Another significant factor impacting commuters is environmental concerns, with a significant number (37%) citing these as a more important issue compared to three months ago. Welsh commuters top the charts as the most climate-conscious commuters with 62% picking how they travel based on the environmental impact.
With many employers supporting Brits with the adoption of hybrid working policies, only 7% of businesses reported remote working had decreased employee productivity, compared with 12% in the first edition of the Movers Index. Over half of businesses (55%) that adopted more hybrid-focused working policies in the last three months did so to keep up with competitors and 58% of British businesses reporting adopting new tech and tools to facilitate this hybrid working.
For those commuting in, Wednesday remained the most popular day to travel to the office, with 78% of commuters heading to the office on this day.
Festivals and staycations keep Brits entertained despite tight purse strings
With Brits under financial strain, more chose to take advantage of the warmer weather in the UK by staying close to home for the start of the summer. In the past 3 months, over a third (37%) of Brits opted for a UK staycation compared to just 16% who headed abroad.
With festival season upon us, it’s no surprise that two-thirds (66%) of 18-24 year-olds went to a festival in the past three months. Over half (52%) of festival-goers relied on public transport to reach the likes of Glastonbury and other music-filled destinations, with businesses are already feeling the impact. Almost three quarters (72%) of organisations surveyed reported seeing some impact of Brits flocking to festivals, including 38% of impacted businesses saying that their sales and revenues increased.
Despite ongoing strike action, Brits are continuing to rely on public transport, with one in five (22%) revealing they’ve increased their use of public transport for non-work travel in the past three months – with cost considerations (48%) and environmental considerations (35%) two key reasons given for this uptick.
In terms of age group, 18-24 year-olds increased their use of public transport the most (38%) and Manchester received the highest share of young visitors for the first half of the year at over a third (36%) of all visitors to the city. Survey data showed that the bus was the most popular mode of transport for non-work travel in the past month, with 25-34 year-olds proving the biggest advocates (59%). Meanwhile, those in the South East of the country are the most likely to pound the pavements, with almost half (47%) preferring to walk over other forms of transport.
Jo Bertram, Managing Director of Virgin Media O2 Business, said: “With ongoing pressures from inflation and the cost-of-living crisis, both the UK public and businesses are adjusting their behaviours in response.
“Our second Virgin Media O2 Business Movers Index shows that resourceful Brits are opting for cost-effective ways to enjoy the summer, taking advantage of staycations and online shopping for deals – a trend that was starting to emerge in the first quarter of this year.

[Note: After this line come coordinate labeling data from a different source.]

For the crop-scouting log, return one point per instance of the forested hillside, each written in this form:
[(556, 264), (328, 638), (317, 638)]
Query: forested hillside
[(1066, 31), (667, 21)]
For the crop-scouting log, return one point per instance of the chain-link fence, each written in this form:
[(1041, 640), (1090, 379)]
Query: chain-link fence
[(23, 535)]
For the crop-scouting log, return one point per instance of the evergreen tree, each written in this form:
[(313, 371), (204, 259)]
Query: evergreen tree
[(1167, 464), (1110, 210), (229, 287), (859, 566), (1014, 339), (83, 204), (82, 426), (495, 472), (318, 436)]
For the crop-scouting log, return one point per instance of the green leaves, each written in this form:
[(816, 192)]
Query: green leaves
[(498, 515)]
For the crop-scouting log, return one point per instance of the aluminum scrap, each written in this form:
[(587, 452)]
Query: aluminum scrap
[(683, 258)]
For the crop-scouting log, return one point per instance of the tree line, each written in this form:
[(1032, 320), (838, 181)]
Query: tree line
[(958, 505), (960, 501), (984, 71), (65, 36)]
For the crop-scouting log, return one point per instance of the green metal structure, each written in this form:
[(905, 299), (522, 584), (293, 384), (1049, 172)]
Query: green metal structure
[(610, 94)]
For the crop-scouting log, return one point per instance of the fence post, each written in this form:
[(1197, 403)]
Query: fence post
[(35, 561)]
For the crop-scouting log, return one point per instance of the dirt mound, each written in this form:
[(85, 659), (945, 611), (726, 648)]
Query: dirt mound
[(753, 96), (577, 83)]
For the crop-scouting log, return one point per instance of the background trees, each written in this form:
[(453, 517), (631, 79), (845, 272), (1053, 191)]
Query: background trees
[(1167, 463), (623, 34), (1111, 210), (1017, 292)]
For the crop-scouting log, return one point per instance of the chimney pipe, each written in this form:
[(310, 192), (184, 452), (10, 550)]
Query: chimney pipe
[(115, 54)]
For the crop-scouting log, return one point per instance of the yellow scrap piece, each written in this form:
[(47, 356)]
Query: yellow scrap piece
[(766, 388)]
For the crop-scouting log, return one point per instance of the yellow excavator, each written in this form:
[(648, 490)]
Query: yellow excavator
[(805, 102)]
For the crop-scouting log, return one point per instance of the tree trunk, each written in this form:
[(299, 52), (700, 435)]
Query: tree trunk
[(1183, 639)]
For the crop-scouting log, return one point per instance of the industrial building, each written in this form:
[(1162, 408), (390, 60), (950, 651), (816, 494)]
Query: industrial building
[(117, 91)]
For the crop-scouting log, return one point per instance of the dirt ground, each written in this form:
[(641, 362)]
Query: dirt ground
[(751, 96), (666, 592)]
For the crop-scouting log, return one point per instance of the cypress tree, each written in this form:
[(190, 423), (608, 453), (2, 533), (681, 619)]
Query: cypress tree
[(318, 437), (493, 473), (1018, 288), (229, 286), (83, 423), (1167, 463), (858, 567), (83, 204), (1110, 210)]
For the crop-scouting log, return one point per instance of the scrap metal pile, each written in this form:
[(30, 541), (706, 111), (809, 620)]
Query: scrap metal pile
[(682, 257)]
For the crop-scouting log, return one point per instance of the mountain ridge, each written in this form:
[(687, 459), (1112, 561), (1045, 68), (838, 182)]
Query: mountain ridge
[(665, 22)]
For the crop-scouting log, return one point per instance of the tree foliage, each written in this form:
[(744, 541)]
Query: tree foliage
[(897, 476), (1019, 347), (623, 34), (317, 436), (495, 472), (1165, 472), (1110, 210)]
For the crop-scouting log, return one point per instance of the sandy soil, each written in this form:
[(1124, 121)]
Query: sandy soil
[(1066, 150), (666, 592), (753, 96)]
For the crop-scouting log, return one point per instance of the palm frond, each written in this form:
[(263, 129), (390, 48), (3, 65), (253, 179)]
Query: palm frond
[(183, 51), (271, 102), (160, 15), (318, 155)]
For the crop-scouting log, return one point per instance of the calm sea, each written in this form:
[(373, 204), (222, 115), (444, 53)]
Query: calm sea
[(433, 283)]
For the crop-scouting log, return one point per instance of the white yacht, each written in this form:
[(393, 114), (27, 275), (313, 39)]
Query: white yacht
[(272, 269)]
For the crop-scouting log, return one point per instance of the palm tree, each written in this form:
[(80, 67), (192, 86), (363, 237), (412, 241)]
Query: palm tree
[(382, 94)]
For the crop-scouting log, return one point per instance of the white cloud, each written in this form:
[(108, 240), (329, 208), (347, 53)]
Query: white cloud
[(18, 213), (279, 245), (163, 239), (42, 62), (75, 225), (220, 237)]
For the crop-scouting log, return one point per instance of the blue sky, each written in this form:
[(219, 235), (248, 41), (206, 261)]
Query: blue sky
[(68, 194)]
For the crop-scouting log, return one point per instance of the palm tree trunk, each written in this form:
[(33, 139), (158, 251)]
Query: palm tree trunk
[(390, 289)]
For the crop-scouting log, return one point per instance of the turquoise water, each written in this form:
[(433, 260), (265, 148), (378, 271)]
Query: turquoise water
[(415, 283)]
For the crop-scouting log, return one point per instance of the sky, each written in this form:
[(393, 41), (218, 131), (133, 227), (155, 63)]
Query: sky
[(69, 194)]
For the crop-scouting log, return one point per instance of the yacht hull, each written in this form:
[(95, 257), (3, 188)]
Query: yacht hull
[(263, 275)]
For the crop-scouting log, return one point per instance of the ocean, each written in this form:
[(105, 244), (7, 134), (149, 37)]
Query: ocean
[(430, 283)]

“People are also finding other ways to save money like commuting less, with the number of workers staying home for more of the week increasing as businesses continue to invest in hybrid working tech.
At a time when the macro-economic backdrop is forcing changed behaviours and efficiencies, reliable and accessible data is more important than ever to support businesses of all sizes in making more informed decisions with a better understanding of customer concerns and external trends.”